Minggu, 20 Agustus 2017

Survei BPS Penduduk NTT Kurang Bahagia

Survei BPS Penduduk NTT Kurang Bahagia

Berita Dunia Jitu - Pada tanggal 15 Agustus 2017 kemarin, Badan Pusat Statistik (BPS) RI merilis Indeks Kebahagiaan penduduk Indonesia untuk tahun 2017. Rilis BPS yang diperoleh berdasarkan survei tersebut menunjukkan bahwa indeks kebahagiaan penduduk Indonesia mencapai 70,69 (dari angka 100).

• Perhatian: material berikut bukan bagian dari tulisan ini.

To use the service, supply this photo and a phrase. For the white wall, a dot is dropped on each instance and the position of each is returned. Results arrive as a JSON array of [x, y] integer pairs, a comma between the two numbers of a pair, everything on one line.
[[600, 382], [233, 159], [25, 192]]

Angka ini meningkat dibanding tahun 2014 yakni 68,28. Indeks kebahagiaan ini diperoleh dari akumulasi 3 dimensi penilaian yakni dimensi kepuasan hidup 71,07, dimensi perasaan 68,59 dan dimensi makna hidup 72,23.

Dari rilis tersebut disebutkan bahwa ada 3 propinsi yang menjadi juru kunci atau 3 besar (dari posisi terakhir) dari 34 propinsi yang disurvei. Ketiganya adalah Propinsi Sumatera Utara (68,41), Papua (67,52) dan Nusa Tenggara Timur (68,98). Sedangkan 3 Propinsi yang menempati posisi teratas antara lain Propinsi Maluku Utara (75,68), Maluku (73,77), dan Sulawesi Utara (73,69).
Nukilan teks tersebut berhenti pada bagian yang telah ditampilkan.